Don't let the weather forecast put you off coming, we have made as much provision as possible to keep people dry :whistling2:

On the day there will be charities having tombolas & selling bits n bobs; Rat Rations selling food & toys etc, Debonaire Exotic Animal Supplies selling various supplements, foods & other goods, KBN Reptiles will have live foods & some other items available (including a fully set up viv I believe). Also a qualified vet is doing micro chipping for anything other than parrots as its National Micro Chip month during June.

So don't forget your wallets & purses - after all you don't have to pay to get in as its a FREE event this year!!!

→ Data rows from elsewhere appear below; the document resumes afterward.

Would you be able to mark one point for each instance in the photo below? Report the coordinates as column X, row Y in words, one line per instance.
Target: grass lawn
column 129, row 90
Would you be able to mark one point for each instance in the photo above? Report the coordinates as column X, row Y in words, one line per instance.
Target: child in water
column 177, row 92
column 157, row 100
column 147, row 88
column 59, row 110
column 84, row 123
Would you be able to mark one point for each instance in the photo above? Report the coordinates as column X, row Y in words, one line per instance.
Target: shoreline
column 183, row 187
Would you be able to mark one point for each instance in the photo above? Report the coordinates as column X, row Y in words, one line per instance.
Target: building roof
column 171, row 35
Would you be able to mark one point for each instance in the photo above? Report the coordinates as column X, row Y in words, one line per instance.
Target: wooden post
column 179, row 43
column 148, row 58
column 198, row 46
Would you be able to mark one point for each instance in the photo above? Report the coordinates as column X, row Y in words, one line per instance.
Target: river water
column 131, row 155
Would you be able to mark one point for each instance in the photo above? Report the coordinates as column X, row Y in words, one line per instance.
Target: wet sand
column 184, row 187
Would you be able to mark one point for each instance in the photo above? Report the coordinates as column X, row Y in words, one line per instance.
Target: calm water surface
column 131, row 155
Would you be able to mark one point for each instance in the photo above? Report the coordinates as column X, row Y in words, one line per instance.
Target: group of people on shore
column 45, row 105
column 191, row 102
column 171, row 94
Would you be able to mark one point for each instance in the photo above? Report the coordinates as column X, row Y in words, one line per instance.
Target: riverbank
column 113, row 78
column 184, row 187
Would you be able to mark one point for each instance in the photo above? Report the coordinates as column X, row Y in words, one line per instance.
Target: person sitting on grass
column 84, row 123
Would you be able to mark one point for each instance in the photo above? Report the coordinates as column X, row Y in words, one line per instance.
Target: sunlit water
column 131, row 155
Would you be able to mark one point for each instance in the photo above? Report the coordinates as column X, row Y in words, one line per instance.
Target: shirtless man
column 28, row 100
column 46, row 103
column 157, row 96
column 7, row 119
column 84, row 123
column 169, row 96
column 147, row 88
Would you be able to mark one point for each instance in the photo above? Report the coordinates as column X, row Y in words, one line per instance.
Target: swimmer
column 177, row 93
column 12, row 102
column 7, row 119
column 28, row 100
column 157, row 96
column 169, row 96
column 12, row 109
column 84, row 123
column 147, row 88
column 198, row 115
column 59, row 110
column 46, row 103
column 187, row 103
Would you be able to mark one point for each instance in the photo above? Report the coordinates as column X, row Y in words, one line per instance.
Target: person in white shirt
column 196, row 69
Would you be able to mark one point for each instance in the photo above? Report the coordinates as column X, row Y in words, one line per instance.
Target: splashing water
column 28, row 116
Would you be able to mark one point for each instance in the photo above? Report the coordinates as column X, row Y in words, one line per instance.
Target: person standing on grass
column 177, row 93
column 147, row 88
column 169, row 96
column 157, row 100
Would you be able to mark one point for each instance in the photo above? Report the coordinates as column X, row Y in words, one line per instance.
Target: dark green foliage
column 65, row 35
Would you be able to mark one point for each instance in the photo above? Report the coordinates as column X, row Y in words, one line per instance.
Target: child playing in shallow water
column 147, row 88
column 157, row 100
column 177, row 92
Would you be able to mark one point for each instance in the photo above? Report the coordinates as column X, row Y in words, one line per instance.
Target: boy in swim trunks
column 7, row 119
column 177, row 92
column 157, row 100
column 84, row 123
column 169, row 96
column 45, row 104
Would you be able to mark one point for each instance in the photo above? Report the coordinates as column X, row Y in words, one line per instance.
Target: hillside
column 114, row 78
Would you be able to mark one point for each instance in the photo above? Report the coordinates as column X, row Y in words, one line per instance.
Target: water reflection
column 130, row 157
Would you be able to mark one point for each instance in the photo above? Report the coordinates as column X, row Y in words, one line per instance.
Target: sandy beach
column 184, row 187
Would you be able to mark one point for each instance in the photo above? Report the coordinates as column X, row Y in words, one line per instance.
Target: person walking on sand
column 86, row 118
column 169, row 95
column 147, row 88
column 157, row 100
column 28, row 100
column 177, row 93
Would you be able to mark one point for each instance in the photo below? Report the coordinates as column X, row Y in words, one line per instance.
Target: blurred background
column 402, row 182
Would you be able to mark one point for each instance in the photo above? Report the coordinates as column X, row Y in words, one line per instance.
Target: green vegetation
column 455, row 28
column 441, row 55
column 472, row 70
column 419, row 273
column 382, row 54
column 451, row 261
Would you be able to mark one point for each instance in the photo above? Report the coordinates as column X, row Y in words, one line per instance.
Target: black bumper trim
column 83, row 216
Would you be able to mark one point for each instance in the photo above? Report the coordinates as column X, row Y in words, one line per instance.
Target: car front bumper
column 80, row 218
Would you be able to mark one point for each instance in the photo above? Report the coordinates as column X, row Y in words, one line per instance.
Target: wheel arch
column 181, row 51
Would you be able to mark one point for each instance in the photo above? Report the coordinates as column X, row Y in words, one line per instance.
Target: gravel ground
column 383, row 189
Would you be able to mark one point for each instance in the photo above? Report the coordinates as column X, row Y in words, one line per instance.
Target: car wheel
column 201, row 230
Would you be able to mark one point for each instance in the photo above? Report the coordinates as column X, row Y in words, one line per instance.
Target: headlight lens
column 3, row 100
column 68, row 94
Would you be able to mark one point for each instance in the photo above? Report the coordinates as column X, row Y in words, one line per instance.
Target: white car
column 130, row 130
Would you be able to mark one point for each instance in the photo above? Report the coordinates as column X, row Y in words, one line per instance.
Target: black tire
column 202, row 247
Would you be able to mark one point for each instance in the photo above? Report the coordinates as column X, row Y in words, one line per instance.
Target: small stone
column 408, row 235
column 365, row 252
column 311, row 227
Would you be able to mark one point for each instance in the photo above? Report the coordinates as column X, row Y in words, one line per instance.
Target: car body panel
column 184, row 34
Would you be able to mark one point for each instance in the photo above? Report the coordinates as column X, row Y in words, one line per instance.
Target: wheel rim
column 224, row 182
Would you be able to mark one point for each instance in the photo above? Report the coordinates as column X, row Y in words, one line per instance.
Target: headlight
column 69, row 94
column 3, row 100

*NO animals are sold at the event & anyone found buying or selling on the day will be removed by security.*


----------



## carlycharlie (Jan 16, 2008)

The day has arrived & thankfully rains has stopped at last........probably need strong footwear though ;-)

The sun is even just making a welcome appearance at 6.30am, so hope its here to stay for the day - now all we need is the wind to drop a little more to prevent gazebos & stalls blowing away :whistling2:

If it does rain we have plenty of shelter for people, so the event is ON!

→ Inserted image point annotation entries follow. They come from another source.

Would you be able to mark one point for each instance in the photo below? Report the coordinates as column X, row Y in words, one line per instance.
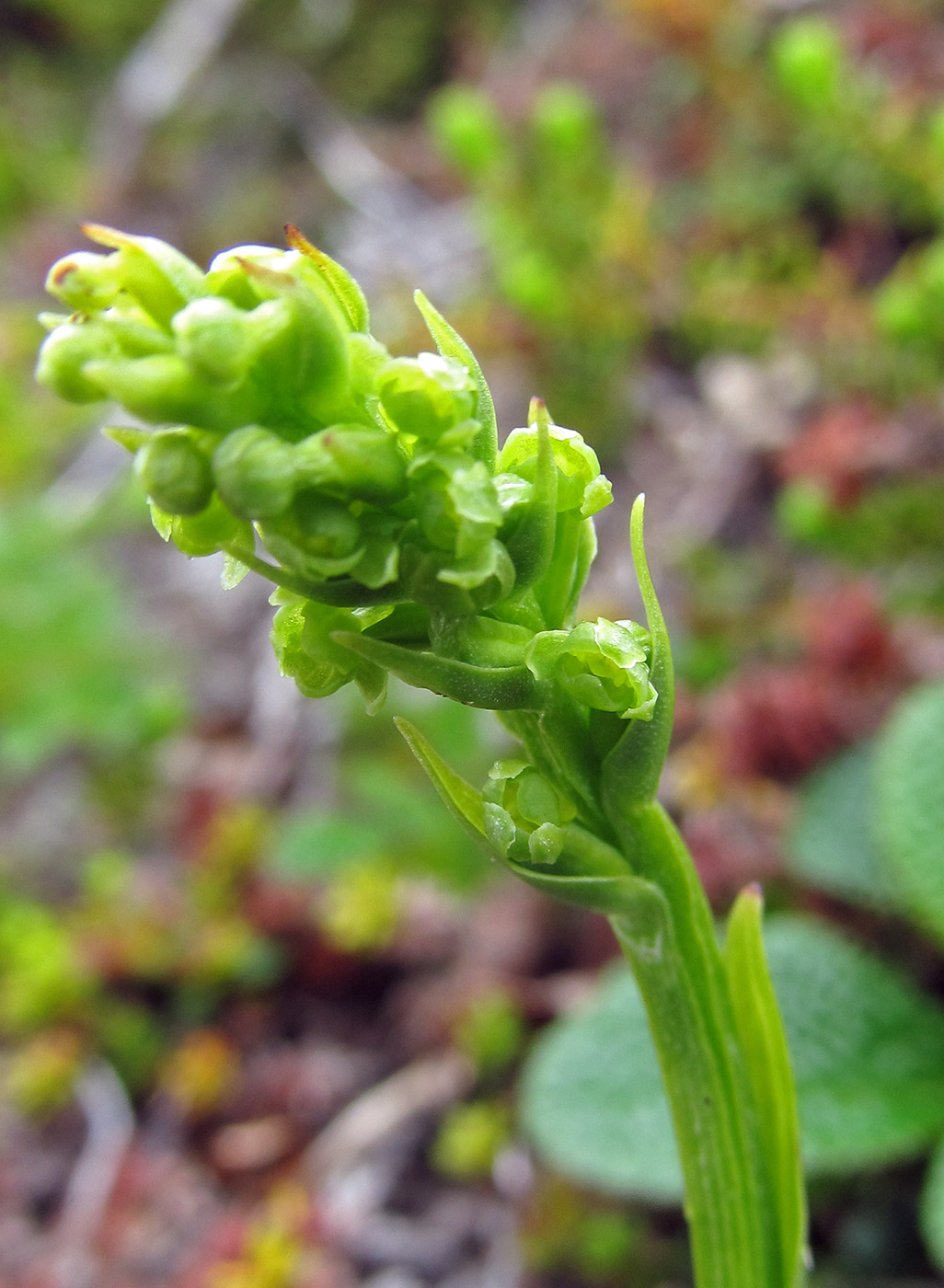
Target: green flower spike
column 602, row 665
column 402, row 543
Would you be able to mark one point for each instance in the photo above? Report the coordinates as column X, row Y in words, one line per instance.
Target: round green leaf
column 831, row 844
column 867, row 1050
column 909, row 802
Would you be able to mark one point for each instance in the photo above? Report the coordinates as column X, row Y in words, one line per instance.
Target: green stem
column 671, row 944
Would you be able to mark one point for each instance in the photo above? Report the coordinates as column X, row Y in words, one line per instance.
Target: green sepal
column 126, row 435
column 67, row 351
column 602, row 665
column 531, row 545
column 343, row 285
column 84, row 281
column 215, row 339
column 493, row 688
column 766, row 1059
column 630, row 772
column 453, row 345
column 255, row 473
column 463, row 801
column 200, row 535
column 176, row 472
column 158, row 276
column 303, row 637
column 353, row 461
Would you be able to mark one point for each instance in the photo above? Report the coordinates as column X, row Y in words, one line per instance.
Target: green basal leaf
column 909, row 802
column 764, row 1045
column 867, row 1050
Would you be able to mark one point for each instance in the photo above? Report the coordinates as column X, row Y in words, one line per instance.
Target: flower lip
column 603, row 665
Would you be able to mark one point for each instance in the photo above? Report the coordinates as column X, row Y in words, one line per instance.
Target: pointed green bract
column 461, row 800
column 453, row 345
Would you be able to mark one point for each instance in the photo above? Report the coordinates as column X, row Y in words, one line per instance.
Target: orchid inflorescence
column 403, row 541
column 399, row 537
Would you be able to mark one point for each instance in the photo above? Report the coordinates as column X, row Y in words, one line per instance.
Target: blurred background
column 267, row 1020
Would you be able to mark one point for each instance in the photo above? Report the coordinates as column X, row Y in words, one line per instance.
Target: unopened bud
column 255, row 473
column 428, row 395
column 353, row 461
column 176, row 473
column 602, row 665
column 214, row 339
column 84, row 281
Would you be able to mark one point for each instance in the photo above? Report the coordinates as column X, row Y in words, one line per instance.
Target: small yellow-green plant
column 403, row 538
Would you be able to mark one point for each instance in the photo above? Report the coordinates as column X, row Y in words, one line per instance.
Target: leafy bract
column 867, row 1052
column 909, row 802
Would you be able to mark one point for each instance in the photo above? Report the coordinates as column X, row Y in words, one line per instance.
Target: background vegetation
column 266, row 1019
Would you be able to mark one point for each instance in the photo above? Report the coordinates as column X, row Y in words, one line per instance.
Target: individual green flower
column 255, row 473
column 353, row 463
column 524, row 813
column 425, row 396
column 176, row 472
column 302, row 638
column 602, row 665
column 581, row 486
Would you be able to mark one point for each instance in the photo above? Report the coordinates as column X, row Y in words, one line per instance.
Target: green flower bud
column 602, row 665
column 176, row 473
column 202, row 534
column 339, row 281
column 84, row 281
column 353, row 461
column 215, row 340
column 156, row 274
column 255, row 473
column 581, row 486
column 302, row 354
column 428, row 395
column 305, row 650
column 367, row 357
column 321, row 538
column 66, row 354
column 164, row 389
column 524, row 813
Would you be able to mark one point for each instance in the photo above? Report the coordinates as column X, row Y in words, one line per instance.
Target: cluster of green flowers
column 398, row 535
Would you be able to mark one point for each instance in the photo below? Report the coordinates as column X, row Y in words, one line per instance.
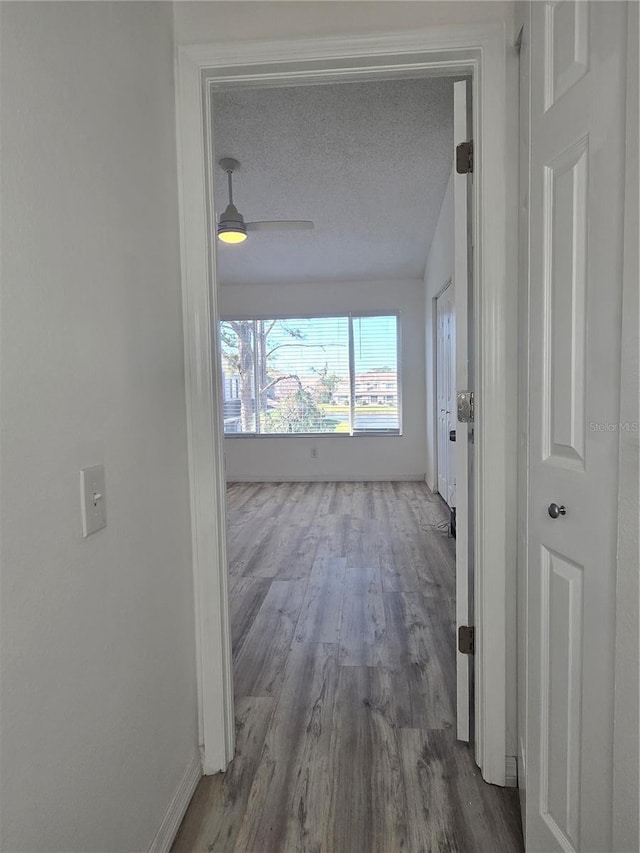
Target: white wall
column 99, row 706
column 197, row 22
column 339, row 456
column 438, row 272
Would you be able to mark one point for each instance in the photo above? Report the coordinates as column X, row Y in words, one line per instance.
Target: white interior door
column 577, row 55
column 463, row 447
column 445, row 392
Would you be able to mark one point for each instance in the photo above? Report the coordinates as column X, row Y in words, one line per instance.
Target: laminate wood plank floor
column 342, row 599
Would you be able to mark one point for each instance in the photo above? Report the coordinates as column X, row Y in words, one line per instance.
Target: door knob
column 554, row 510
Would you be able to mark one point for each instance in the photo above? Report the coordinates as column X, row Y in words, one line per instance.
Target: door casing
column 482, row 53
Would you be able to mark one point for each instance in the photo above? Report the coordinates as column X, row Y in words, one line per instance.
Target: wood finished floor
column 343, row 625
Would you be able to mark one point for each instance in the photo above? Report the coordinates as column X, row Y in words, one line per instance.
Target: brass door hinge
column 466, row 639
column 464, row 157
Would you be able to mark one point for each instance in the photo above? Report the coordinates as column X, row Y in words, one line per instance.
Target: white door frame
column 434, row 401
column 480, row 51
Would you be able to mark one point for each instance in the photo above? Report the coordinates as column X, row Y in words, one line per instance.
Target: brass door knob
column 555, row 511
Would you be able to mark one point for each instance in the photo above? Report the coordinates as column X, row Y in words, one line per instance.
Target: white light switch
column 94, row 499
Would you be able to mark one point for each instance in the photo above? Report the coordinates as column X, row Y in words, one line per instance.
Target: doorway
column 459, row 51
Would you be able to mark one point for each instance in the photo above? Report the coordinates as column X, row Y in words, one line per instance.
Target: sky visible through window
column 308, row 375
column 327, row 340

Dont forget if you want other forum members to know who you are, go to the Debonaire Exotic Animal supplies stall just inside the barn area & get a name sticker sorted.

Also bring plenty of money as there are loads to do & buy.......live foods, dried goods, toys, food etc & that's just for your animals :lol2:

Have a great day everyone & hope to see loads of you during the event.

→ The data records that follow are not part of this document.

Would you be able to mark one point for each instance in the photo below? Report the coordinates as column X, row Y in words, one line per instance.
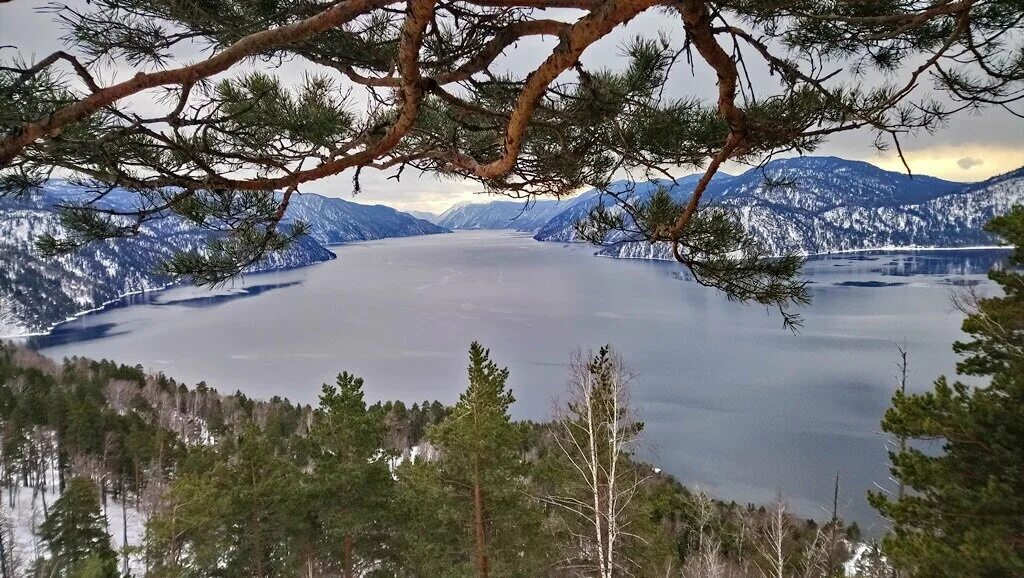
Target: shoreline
column 107, row 304
column 885, row 249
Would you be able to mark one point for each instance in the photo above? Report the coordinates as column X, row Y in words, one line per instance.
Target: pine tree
column 351, row 482
column 482, row 468
column 76, row 534
column 964, row 513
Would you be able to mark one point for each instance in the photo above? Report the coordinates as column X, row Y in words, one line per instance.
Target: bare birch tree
column 773, row 532
column 597, row 431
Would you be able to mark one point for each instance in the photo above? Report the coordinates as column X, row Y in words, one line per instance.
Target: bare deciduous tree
column 597, row 432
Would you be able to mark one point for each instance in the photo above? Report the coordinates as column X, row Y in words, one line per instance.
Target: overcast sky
column 971, row 148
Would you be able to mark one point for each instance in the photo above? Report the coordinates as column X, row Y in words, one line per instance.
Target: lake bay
column 732, row 402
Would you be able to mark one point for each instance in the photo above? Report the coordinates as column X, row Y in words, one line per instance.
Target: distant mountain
column 425, row 215
column 828, row 204
column 36, row 292
column 517, row 215
column 334, row 220
column 560, row 226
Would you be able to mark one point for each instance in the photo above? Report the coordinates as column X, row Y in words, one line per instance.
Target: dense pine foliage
column 964, row 513
column 236, row 487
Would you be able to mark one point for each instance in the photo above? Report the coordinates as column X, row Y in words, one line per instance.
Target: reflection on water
column 75, row 333
column 84, row 330
column 731, row 401
column 212, row 298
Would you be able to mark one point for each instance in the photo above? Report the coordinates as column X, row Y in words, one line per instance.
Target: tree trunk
column 347, row 555
column 3, row 550
column 124, row 522
column 481, row 556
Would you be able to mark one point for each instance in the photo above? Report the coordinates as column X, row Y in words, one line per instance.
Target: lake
column 732, row 402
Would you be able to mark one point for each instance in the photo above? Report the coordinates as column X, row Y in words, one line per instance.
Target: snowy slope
column 335, row 220
column 518, row 215
column 37, row 292
column 830, row 204
column 424, row 215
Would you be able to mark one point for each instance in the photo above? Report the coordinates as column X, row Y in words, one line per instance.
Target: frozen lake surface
column 731, row 401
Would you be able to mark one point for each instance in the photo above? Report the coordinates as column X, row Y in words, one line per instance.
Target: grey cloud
column 968, row 162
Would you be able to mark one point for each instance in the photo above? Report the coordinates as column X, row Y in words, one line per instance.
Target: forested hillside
column 820, row 204
column 225, row 485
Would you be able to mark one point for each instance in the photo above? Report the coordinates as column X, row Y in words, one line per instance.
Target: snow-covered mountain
column 37, row 292
column 425, row 215
column 829, row 204
column 335, row 220
column 518, row 215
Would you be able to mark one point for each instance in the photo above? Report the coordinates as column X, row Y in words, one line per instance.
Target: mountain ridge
column 37, row 293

Oh I also have it confirmed there will be an eye lash viper appearing at the show (and other venomous snakes) - on display of course, not for being handled :whistling2:


----------



## arachne (Nov 9, 2010)

great day,thanks to organisers.


----------



## carlycharlie (Jan 16, 2008)

arachne said:


> great day,thanks to organisers.


 
So pleased you enjoyed the event & many thnaks to everyone who attended.

If anyone has suggestions for things they would like to see at these events please let us know.


----------